A Global Community Supporting a Shift to Engineering Excellence
Higher education institutions play a crucial role in closing the green skills gap, yet systemic change can be overwhelming. While educators and students are striving for progress, turning intention into action requires tangible solutions. Catalysed and supported by The Lemelson Foundation, Engineering for One Planet (EOP) is one initiative making this transition easier. By providing funding (in the U.S.) and open-access teaching resources (globally), EOP helps educators embed sustainability into engineering courses. The initiative envisions sustainability—encompassing social, environmental, and economic considerations—as a core principle in all engineering activities, from design to end of life. At the heart of EOP is the EOP Framework, an open-source resource featuring adaptable student learning outcomes across nine sustainability topics, including both technical and professional skills. The EOP Framework has been mapped to ABET and AHEP4 accreditation requirements and was co-created with voluntary input from experts across sectors. Since EOP’s launch in 2020:
· More than 50 institutions and hundreds of faculty members have used EOP’s resources to integrate sustainability into core and required engineering courses, reaching over 30,000 students.
· Villanova University has launched EOP-based faculty workshops on climate literacy, sustainability skills, and curricular change, and is translating the EOP Framework into Spanish.
· The Lemelson Foundation has partnered with the American Society for Engineering Education, ABET, and the National Science Foundation to support faculty innovation in sustainability education.
In the UK, several organisations have introduced initiatives to integrate responsible and sustainable engineering into postsecondary education:
· With support from the Royal Academy of Engineering and Siemens Digital, the Engineering Professors Council launched a Sustainability Toolkit in 2024. This toolkit includes teaching activities, project briefs, case studies, guidance articles, and a database of resources.
· In collaboration with the Royal Academy of Engineering, Engineers Without Borders UK offers resources like the Global Responsibility Competency Compass (to help individuals and teams develop skills for a changing world) and the Global Responsibility Reimagined Degree Map (to guide engineering departments in preparing students for 21st-century challenges).
These initiatives have emerged through close collaboration between engineering associations, educators, and industry professionals, with input from thousands of
individuals.
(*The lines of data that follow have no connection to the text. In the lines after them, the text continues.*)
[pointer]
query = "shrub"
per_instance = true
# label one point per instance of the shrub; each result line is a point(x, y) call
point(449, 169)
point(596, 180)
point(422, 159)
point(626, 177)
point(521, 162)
Leaders of these efforts actively collaborate to reduce duplication, share resources, and maximise impact. With well-designed, thoroughly tested teaching tools and dedicated minds working together, educational re-engineering for a sustainable future is no longer as daunting as it once seemed.
A Call to Action: Engineering Excellence for a Sustainable Future
Engineering excellence has always been about optimising systems to deliver the best results. In the context of sustainability, this principle reaches new heights. A sustainable future through engineering is not only about minimising negative impacts and addressing SDGs—it’s also about creating solutions that are more efficient, cost-effective, and resilient over the long term. By combining technological excellence with sustainability principles, engineers are redefining what it means to build systems that stand the test of time.
As we move forward, we can be confident that the pursuit of engineering excellence and sustainability are not mutually exclusive—they are inseparable. World Engineering Day reminded us of the importance of investing time and resources into preparing engineers who are shaping this future and reaffirming our commitment to creating a sustainable world for generations to come.